Some vegans are against clean meat, and it’s unclear why that is. We are against any concept of veganism that emulates a religion, and we promote endlessly a Reasoned Veganism that puts ethics front and center. Therefore, we see no problem with clean meat, and are anxious for its inevitable disruption of animal agriculture.


Are all vegans liberal?

Not all vegans swing left politically, but it’s clearly true that people who are vegan tend to be liberals. This is to be expected. Research in moral psychology has shown that liberals tend to concern themselves more with avoiding harm, whereas conservatives value loyalty, sanctity, authority, and other moral foundations more than liberals do. This doesn’t mean, however, that conservatives don’t value the avoidance of harm; in fact, they seem to value it just as much as liberals do. But liberals have only that one moral sense and, as a result, dedicate far more time and brainpower to avoiding causing harm to others (and increasing the well-being of others).

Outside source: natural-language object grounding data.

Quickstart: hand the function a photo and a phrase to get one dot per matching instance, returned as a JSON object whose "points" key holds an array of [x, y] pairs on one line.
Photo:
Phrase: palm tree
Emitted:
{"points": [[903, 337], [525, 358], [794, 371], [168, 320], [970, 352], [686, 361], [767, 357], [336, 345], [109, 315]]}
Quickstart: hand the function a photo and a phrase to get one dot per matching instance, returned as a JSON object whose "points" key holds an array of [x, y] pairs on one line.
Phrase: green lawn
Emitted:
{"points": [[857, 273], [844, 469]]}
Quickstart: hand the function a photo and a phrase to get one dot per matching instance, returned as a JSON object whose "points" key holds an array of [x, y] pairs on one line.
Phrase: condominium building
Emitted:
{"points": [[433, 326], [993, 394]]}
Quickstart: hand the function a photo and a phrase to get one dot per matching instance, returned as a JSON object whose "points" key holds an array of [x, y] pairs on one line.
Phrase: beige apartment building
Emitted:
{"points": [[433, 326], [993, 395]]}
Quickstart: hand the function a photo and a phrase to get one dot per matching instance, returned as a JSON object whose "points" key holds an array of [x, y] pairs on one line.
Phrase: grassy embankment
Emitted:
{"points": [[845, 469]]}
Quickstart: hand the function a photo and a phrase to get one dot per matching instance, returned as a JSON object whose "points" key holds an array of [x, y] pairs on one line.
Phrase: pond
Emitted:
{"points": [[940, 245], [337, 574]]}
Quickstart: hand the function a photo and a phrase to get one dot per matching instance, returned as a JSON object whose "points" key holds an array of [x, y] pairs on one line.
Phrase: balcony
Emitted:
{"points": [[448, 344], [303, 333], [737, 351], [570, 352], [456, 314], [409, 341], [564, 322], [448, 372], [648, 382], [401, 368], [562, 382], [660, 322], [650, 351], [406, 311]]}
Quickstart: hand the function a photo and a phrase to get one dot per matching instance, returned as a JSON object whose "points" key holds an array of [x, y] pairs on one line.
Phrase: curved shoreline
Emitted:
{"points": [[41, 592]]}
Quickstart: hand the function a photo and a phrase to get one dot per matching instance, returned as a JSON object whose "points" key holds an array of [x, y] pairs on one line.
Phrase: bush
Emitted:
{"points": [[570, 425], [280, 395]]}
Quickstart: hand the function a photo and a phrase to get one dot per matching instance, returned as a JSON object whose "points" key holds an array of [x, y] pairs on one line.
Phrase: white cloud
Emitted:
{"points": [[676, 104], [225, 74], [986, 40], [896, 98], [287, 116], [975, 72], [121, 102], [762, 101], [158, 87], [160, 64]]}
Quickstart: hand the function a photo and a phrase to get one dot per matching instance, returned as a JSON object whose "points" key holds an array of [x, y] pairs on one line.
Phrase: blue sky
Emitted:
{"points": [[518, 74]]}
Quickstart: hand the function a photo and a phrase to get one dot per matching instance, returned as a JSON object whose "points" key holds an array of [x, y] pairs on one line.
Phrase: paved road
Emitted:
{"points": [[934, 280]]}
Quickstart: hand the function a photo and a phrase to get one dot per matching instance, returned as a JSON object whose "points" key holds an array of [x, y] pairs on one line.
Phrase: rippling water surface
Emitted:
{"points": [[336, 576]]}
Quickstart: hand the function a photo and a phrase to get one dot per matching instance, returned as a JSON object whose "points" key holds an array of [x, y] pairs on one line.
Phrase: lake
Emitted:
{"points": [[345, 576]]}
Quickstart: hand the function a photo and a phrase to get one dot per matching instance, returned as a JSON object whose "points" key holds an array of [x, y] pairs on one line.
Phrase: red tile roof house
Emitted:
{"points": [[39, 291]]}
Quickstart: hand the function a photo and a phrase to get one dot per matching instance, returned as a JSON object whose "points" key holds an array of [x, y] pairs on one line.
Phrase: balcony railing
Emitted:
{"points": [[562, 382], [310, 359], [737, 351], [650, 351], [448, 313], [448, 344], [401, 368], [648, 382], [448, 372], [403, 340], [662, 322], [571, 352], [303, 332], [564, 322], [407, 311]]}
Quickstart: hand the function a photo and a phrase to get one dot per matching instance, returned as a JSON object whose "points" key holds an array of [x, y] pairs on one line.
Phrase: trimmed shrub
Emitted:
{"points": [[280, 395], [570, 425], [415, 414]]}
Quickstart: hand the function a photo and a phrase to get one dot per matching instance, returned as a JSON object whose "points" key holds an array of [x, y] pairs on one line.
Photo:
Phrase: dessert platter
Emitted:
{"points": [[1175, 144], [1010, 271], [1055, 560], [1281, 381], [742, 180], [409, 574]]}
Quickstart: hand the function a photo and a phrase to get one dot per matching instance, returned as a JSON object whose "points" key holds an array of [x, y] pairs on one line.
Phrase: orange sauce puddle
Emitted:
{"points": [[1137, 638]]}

So it not only makes sense that leftists are over represented among the vegan population, but also that some conservative vegans exist.


Don’t farmers need happy cows?

It’s commonly claimed that, because animals who experience significant stress can produce less meat or byproducts, then farmers must be invested in their livestock’s happiness and comfort. Therefore, the argument goes, animal agriculture can’t be as bad as vegans claim.

This is wrong for multiple reasons. Let’s grant that a stressed animal is less profitable for a farmer than a comfortable one, all else being equal. The fact remains that many of the horrors of animal agriculture are a result of standard practices — not sadistic farmers beating their animals. These standard practices include: gestation crates, battery cages, debeaking, tail docking, and branding. Each of these, perhaps with the exception of branding, are experienced by most animals of the relevant species on factory farms.

And each of these standard practices serves the function of reducing costs or increasing profits for farmers. Providing small spaces for animals to occupy is probably the most clear-cut economic decision for farmers, who are struggling as it is to pay their bills. Expanding those enclosures or stalls is a significant and costly undertaking, and it’s one that could easily expose them to losing their edge over the competition.

Therefore, even if it’s the case that unhappy animals produce less than they otherwise would, farmers are forced to create conditions in which animals suffer. In other words, any loss of revenue that results from having stressed animals is compensated for through the implementation of the same standard practices that cause said stress.